中央回帰、分散投資、投資家最大の誤り:レイ・ダリオ

ブリッジウォーター・アソシエイツのレイ・ダリオ氏が、分散投資の重要性を説いている。
あわせて、投資家が陥りがちな最大の誤りを説明した。


私の最も包括的なプリンシプルズの1つは
『自分が知らないことをどう扱うか知ることは、知っていることの何よりもはるかに重要だ』
というものだ。
これに関連する基本的な投資のプリンシプルが
『よく分散することこそ、よい投資のためになすべき最重要のことだ』
である。

ダリオ氏が自身のSNSで書いている。
人生や投資には知らないこと、わからないこと、予想できないことがつきものだ。
それにどう対処するかが大切という教えだ。
これを投資に投影すれば、不可知なことに対処するにはリスク分散すること、という話になる。

ダリオ氏は2つの理由を挙げている。

1) 市場では(すでに市場に織り込まれていることの比較において)わからないことの方がわかることよりはるかに多い。
2) 分散は他の何よりもリターン対リスク比率の期待値を改善することができる。

ダリオ氏は投資で儲けることの難しさを競馬に喩えている。
(ある程度の確率で)勝ち馬を選ぶだけならそう難しいことではないが、オッズまで考えなければ儲けになるかはわからない。
そのオッズはベットによって変化してしまう。

「結果、ほとんどすべてのものが、等しく良い/悪いベットになってしまう。」

ダリオ氏は市場がかなり効率的であると信じているようだ。
結果、かなりの材料は市場に織り込まれ、勝ち馬は価格が上がり、負け馬は価格が下がる。
勝ち馬(リスク小)が勝ってもリターンは小さく、負け馬(リスク大)が勝てばリターンは大きくなる。
結果、リスク/リターンのトレードオフが働くという感覚なのだろう。
このトレードオフに勝る、ローリスク/ハイリターンの投資対象を高い確度で見出すのは至難の業だ。

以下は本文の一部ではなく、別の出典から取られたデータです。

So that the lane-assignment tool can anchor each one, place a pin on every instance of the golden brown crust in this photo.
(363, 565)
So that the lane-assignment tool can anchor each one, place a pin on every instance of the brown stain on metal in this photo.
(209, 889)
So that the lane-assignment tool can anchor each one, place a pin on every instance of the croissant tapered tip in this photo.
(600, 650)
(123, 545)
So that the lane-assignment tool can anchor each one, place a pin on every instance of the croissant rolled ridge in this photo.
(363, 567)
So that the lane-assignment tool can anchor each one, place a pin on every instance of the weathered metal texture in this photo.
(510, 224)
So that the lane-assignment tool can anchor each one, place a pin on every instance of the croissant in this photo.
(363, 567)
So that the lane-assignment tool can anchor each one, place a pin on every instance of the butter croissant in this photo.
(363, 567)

ディストレスト投資の草分けハワード・マークス氏が、投資について似たようなことを言っていた。
「良い投資とは良いものを買うことではなくうまく買うことだ」というものだ。
良いものを相応の高値で買っても超過リターンが得られるわけではない。
悪いものを相応の安値で買っても同様だ。
良いものだろうが悪いものだろうが、相応より安く買うことが必要なのだ。
だから、マークス氏は景気・市場サイクルを重視する。
ディストレスト投資のタイミングはサイクルの底であるからだ。


ダリオ氏の場合は話が違う。
景気・市場がいい時も悪い時も投資を続けるタイプのファンドを運用している。
だから、サイクルを見切るだけでは痛手を避けきれないだろう。
そこで有効なのが分散投資となる。

よい分散投資とは、期待リターンの減少よりも期待リスクを多く減らす(つまり、リターン対リスク比率を改善する)方法を知ることだ。

ダリオ氏は、こうした考え方がリスク・パリティ戦略を用いたオール・ウェザー・ファンドを作り上げた背景にあったと回想している。
今回の記事上で様々な分散方法を試算し、分散しない場合よりリターン対リスク比率が改善することを図示している。

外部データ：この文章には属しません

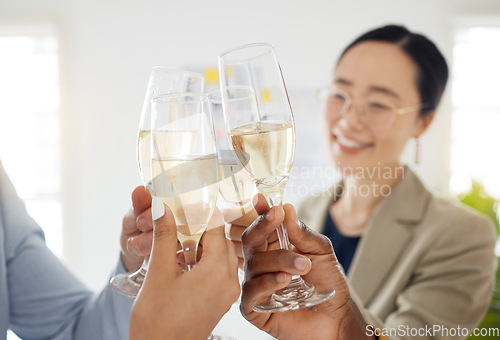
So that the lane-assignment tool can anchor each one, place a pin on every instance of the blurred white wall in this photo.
(108, 48)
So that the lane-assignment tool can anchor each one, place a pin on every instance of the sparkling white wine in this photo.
(143, 155)
(266, 149)
(171, 143)
(236, 187)
(189, 186)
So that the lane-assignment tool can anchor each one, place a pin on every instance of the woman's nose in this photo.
(352, 117)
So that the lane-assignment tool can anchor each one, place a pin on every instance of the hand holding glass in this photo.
(260, 125)
(162, 80)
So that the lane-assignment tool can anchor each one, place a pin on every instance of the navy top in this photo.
(344, 246)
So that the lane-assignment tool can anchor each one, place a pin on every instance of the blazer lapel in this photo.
(386, 236)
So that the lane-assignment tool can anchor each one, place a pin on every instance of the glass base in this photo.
(128, 284)
(220, 337)
(298, 294)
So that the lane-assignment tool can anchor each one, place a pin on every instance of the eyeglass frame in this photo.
(361, 112)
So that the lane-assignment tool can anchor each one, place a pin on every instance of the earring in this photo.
(417, 151)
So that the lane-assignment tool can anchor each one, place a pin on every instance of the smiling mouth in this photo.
(351, 144)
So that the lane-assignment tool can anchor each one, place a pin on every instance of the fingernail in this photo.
(158, 208)
(270, 215)
(281, 277)
(255, 199)
(130, 245)
(301, 263)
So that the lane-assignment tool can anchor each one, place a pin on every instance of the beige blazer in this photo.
(422, 261)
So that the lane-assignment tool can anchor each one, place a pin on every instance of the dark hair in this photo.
(432, 67)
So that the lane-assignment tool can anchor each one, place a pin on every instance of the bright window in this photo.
(29, 127)
(476, 109)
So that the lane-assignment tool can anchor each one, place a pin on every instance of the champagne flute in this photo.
(262, 134)
(185, 167)
(184, 164)
(236, 187)
(162, 80)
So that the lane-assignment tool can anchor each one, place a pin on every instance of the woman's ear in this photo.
(423, 124)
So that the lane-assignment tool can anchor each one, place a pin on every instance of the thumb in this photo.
(306, 240)
(141, 200)
(163, 259)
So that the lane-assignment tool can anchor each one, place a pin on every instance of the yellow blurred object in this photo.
(266, 96)
(211, 75)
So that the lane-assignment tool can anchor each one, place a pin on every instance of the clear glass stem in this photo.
(276, 199)
(190, 250)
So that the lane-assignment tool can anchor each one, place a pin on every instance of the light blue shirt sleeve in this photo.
(40, 296)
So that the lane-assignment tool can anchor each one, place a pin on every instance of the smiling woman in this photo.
(410, 259)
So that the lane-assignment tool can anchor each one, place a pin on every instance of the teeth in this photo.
(349, 143)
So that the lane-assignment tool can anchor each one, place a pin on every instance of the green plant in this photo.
(479, 199)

1997年ノーベル経済学賞を受賞したロバート・マートンMIT教授は「分散こそファイナンスにおける唯一のフリー・ランチだ」と話している。
大きな取引コストなく分散が図れるなら、それはポートフォリオにとって大きなプラスなのだ。

ダリオ氏はいくつか関連する市場の挙動を紹介している。

  • 市場・経済における極端な動きは大概は自律的に調整する。
  • 人々は将来を予想するのに過去を外挿しがちだ。
  • 大きなロスを大きなゲインで取り戻すことは難しく、何としても大きなロスを避けるべきだ。
    50%ロスすれば、取り戻すのに100%ゲインが必要になる。

多くのケースで中央回帰が起こると考えるダリオ氏は、投資における最大の誤りを説明する。
極端な動きに追随するとは、ポートフォリオの分散をいびつにすることにつながる。
ダリオ氏は、逆にリバランスすることでポートフォリオの分散を維持し、大きなロスを回避すべきと示唆する。

例えば、ほとんどの投資家は、過去数年よいリターンを上げた投資がよい投資だと考える傾向がある。
高くなったのだから、よい投資でなくなったとは考えない。
結果、不適切に天井で買い、底で売ってしまう。
これは投資における最大の誤りだ。